For months, Trump has considered ousting Steve Bannon, the White House chief strategist and relentless nationalist who ran the Breitbart website and called it a ‘‘platform for the alt-right.’’ Trump has sent Bannon to a kind of internal exile, and he has not met face-to-face for more than a week with a man who was once a fixture in the Oval Office, according to aides and friends of the president.
So far, Trump has not been able to follow through — a product of his dislike of confrontation, the bonds of a foxhole friendship forged during the 2016 presidential campaign and concerns about what mischief Bannon might do once he leaves the protective custody of the West Wing.
Not least, Bannon embodies the defiant populism at the core of the president’s agenda. Despite being marginalized, Bannon consulted with the president repeatedly over the weekend as Trump struggled to respond to the neo-Nazi rally in Charlottesville, Virginia. In general, Bannon has cautioned the president not to criticize far-right activists too severely for fear of antagonizing a small but energetic part of his base.
But what once endeared him to the president has now become a major liability. After the president waited two days to blame white supremacists for the violence in Charlottesville, there is new pressure from Trump’s critics to dismiss Bannon.
‘‘I don’t think that White House has a chance of functioning properly as long as there’s a resident lunatic fringe,’’ said Mark Salter, a longtime adviser to Sen. John McCain, R-Ariz.
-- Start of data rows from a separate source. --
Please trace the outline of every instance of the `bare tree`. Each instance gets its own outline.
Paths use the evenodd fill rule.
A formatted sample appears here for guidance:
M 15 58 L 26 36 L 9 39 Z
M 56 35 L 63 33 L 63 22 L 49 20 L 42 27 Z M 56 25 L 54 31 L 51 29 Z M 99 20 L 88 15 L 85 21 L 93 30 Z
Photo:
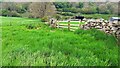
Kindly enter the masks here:
M 29 12 L 35 18 L 54 15 L 55 10 L 55 6 L 48 2 L 34 2 L 29 6 Z
M 99 9 L 99 13 L 102 13 L 102 14 L 106 14 L 106 13 L 109 13 L 109 12 L 110 12 L 110 11 L 108 10 L 106 4 L 101 4 L 101 5 L 99 5 L 98 9 Z
M 118 3 L 107 3 L 107 8 L 112 14 L 118 14 Z

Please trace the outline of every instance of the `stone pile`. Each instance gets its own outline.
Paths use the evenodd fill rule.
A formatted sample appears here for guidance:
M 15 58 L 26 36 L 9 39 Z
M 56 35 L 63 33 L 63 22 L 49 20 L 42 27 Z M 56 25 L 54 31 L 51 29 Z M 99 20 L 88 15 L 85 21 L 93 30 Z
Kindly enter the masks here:
M 117 38 L 120 38 L 120 21 L 115 21 L 112 23 L 113 33 Z
M 104 31 L 108 34 L 114 34 L 117 38 L 120 38 L 120 22 L 108 22 L 108 21 L 89 21 L 81 26 L 82 29 L 92 29 L 96 28 L 98 30 Z

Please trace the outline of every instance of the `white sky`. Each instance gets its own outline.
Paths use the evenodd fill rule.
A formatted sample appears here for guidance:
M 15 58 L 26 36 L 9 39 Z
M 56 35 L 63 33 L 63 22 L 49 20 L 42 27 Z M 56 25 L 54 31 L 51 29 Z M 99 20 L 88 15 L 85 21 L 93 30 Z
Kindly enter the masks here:
M 0 0 L 4 2 L 106 2 L 106 0 Z M 119 2 L 120 0 L 107 0 Z

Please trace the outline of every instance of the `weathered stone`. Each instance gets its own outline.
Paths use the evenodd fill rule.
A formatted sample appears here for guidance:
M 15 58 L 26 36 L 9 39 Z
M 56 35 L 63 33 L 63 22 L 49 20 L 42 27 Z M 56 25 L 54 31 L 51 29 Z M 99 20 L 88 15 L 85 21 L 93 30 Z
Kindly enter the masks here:
M 120 31 L 117 31 L 116 34 L 119 35 L 119 34 L 120 34 Z
M 92 21 L 91 19 L 87 20 L 88 22 L 85 23 L 81 28 L 87 30 L 91 28 L 96 28 L 98 30 L 104 31 L 108 34 L 115 34 L 117 36 L 120 34 L 120 22 L 108 22 L 108 21 L 100 21 L 99 19 L 96 19 L 95 21 Z
M 113 21 L 112 23 L 117 24 L 117 23 L 118 23 L 118 21 L 116 20 L 116 21 Z
M 100 26 L 96 26 L 95 28 L 97 28 L 97 29 L 102 29 L 102 27 L 100 27 Z

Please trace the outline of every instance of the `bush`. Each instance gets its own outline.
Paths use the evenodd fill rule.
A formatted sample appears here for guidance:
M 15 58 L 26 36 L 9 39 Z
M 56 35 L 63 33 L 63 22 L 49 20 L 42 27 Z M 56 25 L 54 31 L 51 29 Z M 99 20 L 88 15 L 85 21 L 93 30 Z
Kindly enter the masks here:
M 62 11 L 62 9 L 57 9 L 57 11 Z
M 62 11 L 63 12 L 71 12 L 71 8 L 63 8 Z
M 71 12 L 62 12 L 61 15 L 64 15 L 64 16 L 73 16 L 74 14 L 71 13 Z
M 54 17 L 55 17 L 57 20 L 60 20 L 60 19 L 61 19 L 61 16 L 58 15 L 58 14 L 54 15 Z
M 21 16 L 22 17 L 33 18 L 32 15 L 29 12 L 23 13 Z
M 99 11 L 100 14 L 110 14 L 109 10 Z
M 48 19 L 47 16 L 44 16 L 43 18 L 41 18 L 41 21 L 42 21 L 42 22 L 47 22 L 47 21 L 49 21 L 49 19 Z
M 67 20 L 67 19 L 69 19 L 70 17 L 69 16 L 63 16 L 61 19 L 62 20 Z
M 7 10 L 1 10 L 0 11 L 0 15 L 2 15 L 2 16 L 7 16 L 8 13 L 9 13 L 9 11 L 7 11 Z
M 7 11 L 7 10 L 2 10 L 1 11 L 2 16 L 12 16 L 12 17 L 20 17 L 20 14 L 17 13 L 16 11 Z
M 72 13 L 80 13 L 80 12 L 81 12 L 81 9 L 71 8 L 71 12 L 72 12 Z
M 9 13 L 9 16 L 12 16 L 12 17 L 20 17 L 20 14 L 17 13 L 16 11 L 11 11 L 11 12 Z
M 83 14 L 95 14 L 97 12 L 95 7 L 85 7 L 82 8 L 81 13 Z

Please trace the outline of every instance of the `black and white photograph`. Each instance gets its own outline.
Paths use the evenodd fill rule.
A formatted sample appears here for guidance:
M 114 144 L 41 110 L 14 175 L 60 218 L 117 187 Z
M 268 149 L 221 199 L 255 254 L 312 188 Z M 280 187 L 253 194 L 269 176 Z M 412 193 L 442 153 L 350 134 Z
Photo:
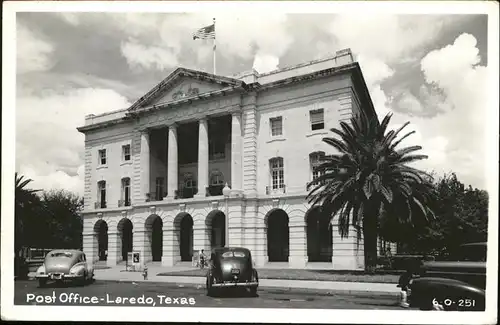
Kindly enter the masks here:
M 4 2 L 2 319 L 497 323 L 498 6 Z

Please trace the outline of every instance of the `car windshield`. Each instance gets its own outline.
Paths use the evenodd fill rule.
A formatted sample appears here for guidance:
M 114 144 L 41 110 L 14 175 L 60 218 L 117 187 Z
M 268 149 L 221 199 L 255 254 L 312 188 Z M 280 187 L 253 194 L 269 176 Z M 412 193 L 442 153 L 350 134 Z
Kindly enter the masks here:
M 228 252 L 224 252 L 222 253 L 221 257 L 222 258 L 227 258 L 227 257 L 245 257 L 245 253 L 241 252 L 241 251 L 228 251 Z
M 55 252 L 55 253 L 50 253 L 50 257 L 71 257 L 73 254 L 69 252 Z

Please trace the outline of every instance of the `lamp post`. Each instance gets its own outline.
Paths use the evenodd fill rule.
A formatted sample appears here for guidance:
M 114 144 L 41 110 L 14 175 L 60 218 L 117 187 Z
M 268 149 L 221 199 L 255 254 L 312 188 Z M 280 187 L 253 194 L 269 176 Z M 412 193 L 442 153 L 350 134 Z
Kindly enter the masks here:
M 224 235 L 224 246 L 225 247 L 229 247 L 229 193 L 231 192 L 231 189 L 229 188 L 229 186 L 227 185 L 226 183 L 226 186 L 224 186 L 224 188 L 222 189 L 222 194 L 224 195 L 224 201 L 225 201 L 225 204 L 226 204 L 226 211 L 225 211 L 225 228 L 224 231 L 225 231 L 225 235 Z

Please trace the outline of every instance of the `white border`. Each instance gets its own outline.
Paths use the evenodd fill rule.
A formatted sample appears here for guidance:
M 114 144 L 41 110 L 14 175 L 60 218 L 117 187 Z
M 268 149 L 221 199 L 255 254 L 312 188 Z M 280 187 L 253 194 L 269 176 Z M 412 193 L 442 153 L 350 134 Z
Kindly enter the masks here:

Bannon also has admirers, including Rep. Mark Meadows, R-N.C. and the chairman of the House Freedom Caucus, who said that without Bannon, ‘‘there is a concern among conservatives that Washington, D.C., will influence the president in a way that moves him away from those voters that put him in the White House.’’
And Rep. Steve King, R-Iowa and an immigration hard-liner, said that shoving out Bannon would leave conservatives ‘‘crushed.’’
Bannon, who adamantly rejects claims that he is a racist or a sympathizer of white supremacists, is in trouble with John Kelly, a retired Marine general and the new White House chief of staff. Kelly has told Trump’s top staff that he will not tolerate Bannon’s shadowland machinations, according to a dozen current and former Trump aides and associates with knowledge of the situation.
Bannon’s purported crimes: leaking nasty stories about McMaster and other colleagues he deems insufficiently populist; feuding bitterly with Trump’s son-in-law, Jared Kushner; and creating his own cadre within the West Wing that operates outside the chain of command.